I think we agree on even more than my book has suggested. I’ll get to this in a minute, but first I want to concede your dead-to-rights point about the irony of celebrity. My unusual upbringing and (if Time is a reliable judge) cherubic face have had as much to do with the reception of the book as its style and substance. That presents the danger of becoming exactly the kind of public figure I find intensely unattractive: a novelty, a personality, a psychohistory, a face conveniently tagged to a two-dimensional attitude toward culture and politics. There is surely a literary and intellectual analogue to a full-body leather-man, and, while I don’t think I’m fated to get there, I could use some cautionary street maps with pull-outs of the meat-packing district.
It won’t do to pretend not to know that people out there are being invited to think of me as Brand Jedediah, to borrow a formulation I treat in the book as exemplifying a bad way of thinking about ourselves. Yet joining merrily in my own branding is, as your vivid images suggest, a nasty (and self-undermining) prospect.
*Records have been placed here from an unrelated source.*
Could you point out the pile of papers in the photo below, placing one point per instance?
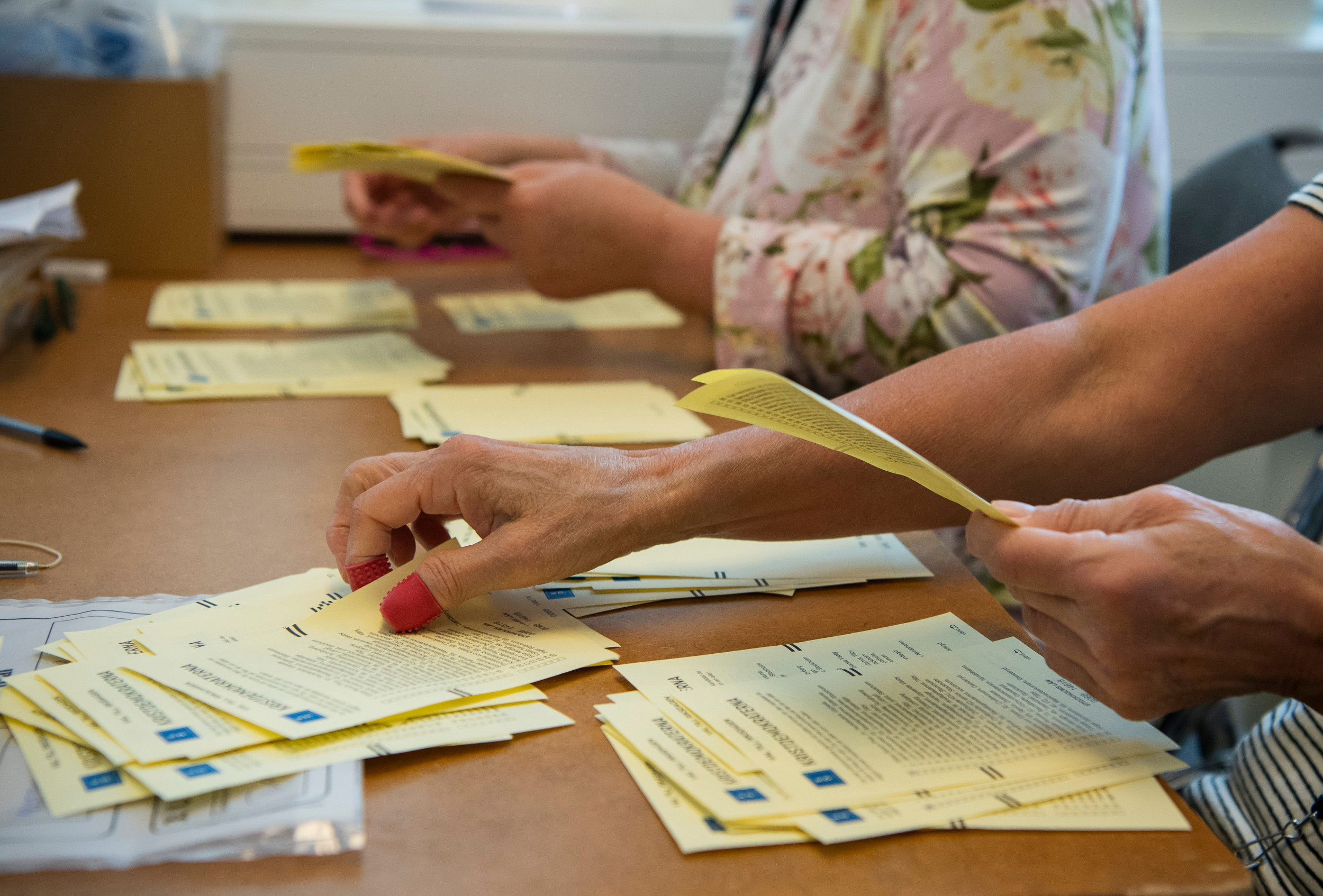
(567, 414)
(712, 568)
(524, 311)
(376, 364)
(281, 678)
(387, 159)
(313, 813)
(282, 304)
(924, 725)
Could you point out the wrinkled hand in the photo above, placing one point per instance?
(1161, 599)
(544, 512)
(576, 229)
(411, 213)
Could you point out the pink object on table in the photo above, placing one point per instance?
(428, 253)
(361, 574)
(409, 606)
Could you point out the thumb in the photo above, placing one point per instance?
(1072, 516)
(449, 578)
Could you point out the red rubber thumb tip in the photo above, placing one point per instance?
(409, 606)
(363, 574)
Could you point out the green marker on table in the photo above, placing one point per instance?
(44, 435)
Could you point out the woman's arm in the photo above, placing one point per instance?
(1223, 354)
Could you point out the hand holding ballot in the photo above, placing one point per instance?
(576, 229)
(1128, 602)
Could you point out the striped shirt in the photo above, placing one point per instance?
(1310, 196)
(1277, 771)
(1276, 776)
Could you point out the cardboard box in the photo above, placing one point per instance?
(147, 152)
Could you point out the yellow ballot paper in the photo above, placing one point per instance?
(19, 707)
(64, 710)
(567, 414)
(218, 618)
(985, 712)
(375, 364)
(773, 402)
(343, 666)
(72, 779)
(281, 304)
(524, 309)
(189, 779)
(387, 159)
(666, 682)
(1141, 805)
(151, 722)
(692, 828)
(965, 807)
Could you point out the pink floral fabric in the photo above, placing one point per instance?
(924, 173)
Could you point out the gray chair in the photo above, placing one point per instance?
(1234, 194)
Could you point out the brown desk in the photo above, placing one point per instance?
(212, 496)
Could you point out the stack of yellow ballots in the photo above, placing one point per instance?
(282, 304)
(613, 413)
(924, 725)
(279, 678)
(387, 159)
(713, 568)
(372, 364)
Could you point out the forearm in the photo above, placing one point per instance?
(1129, 393)
(678, 258)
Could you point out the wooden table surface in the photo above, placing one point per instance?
(212, 496)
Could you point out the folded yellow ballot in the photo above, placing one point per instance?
(72, 779)
(617, 413)
(773, 402)
(375, 364)
(282, 304)
(387, 159)
(188, 779)
(527, 311)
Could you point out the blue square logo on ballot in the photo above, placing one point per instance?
(747, 794)
(102, 780)
(823, 779)
(840, 816)
(176, 734)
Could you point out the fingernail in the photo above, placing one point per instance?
(409, 606)
(361, 574)
(1015, 509)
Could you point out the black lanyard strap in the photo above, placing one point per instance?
(766, 62)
The only fitting response is to attempt intelligent ambivalence, and to try to draw attention to the argument of the book.
You object that that argument understates our need for intelligent ambivalence generally, that it culminates in diffuse enthusiasm rather than specific insight. Urging people to be good, you point out, runs against history. We need to take account of the essential depravity in human character. I agree. The book is partly a diagnosis of the hangover left by a politics that failed because it thought humans perfectible. I admire Michnik not mainly because he is pure, but because he sees our pervasive impurity so clearly yet doesn’t believe that it licenses him to give up on public work. Montaigne is my hero because no one saw more vividly more reasons for despair while still refusing to despair. To put the debate in the religious terms that bequeathed it to us, the idea that we can overcome sin in this world is an old heresy, and I don’t side with the heretics.
So, what am I doing in the second part of the book? Above all, I hope, not browbeating. I wrote For Common Things out of a sincere sense of implication in the various cultural troubles it describes. What I mean to do, by evoking the people whose lives and work I have admired, is not to dictate the terms of virtue but to invite other people to reciprocal thoughts about what seems to them to be inescapably good or important, and how to put that into a life. The descriptions are personal because these repositories are always somewhat personal, not because my experience, or my heroes, provide the right standards for everyone else.
I haven’t reached your main challenge: to describe the commons, and especially politics, in a credible way given the strictures we agree upon. Tomorrow is another day.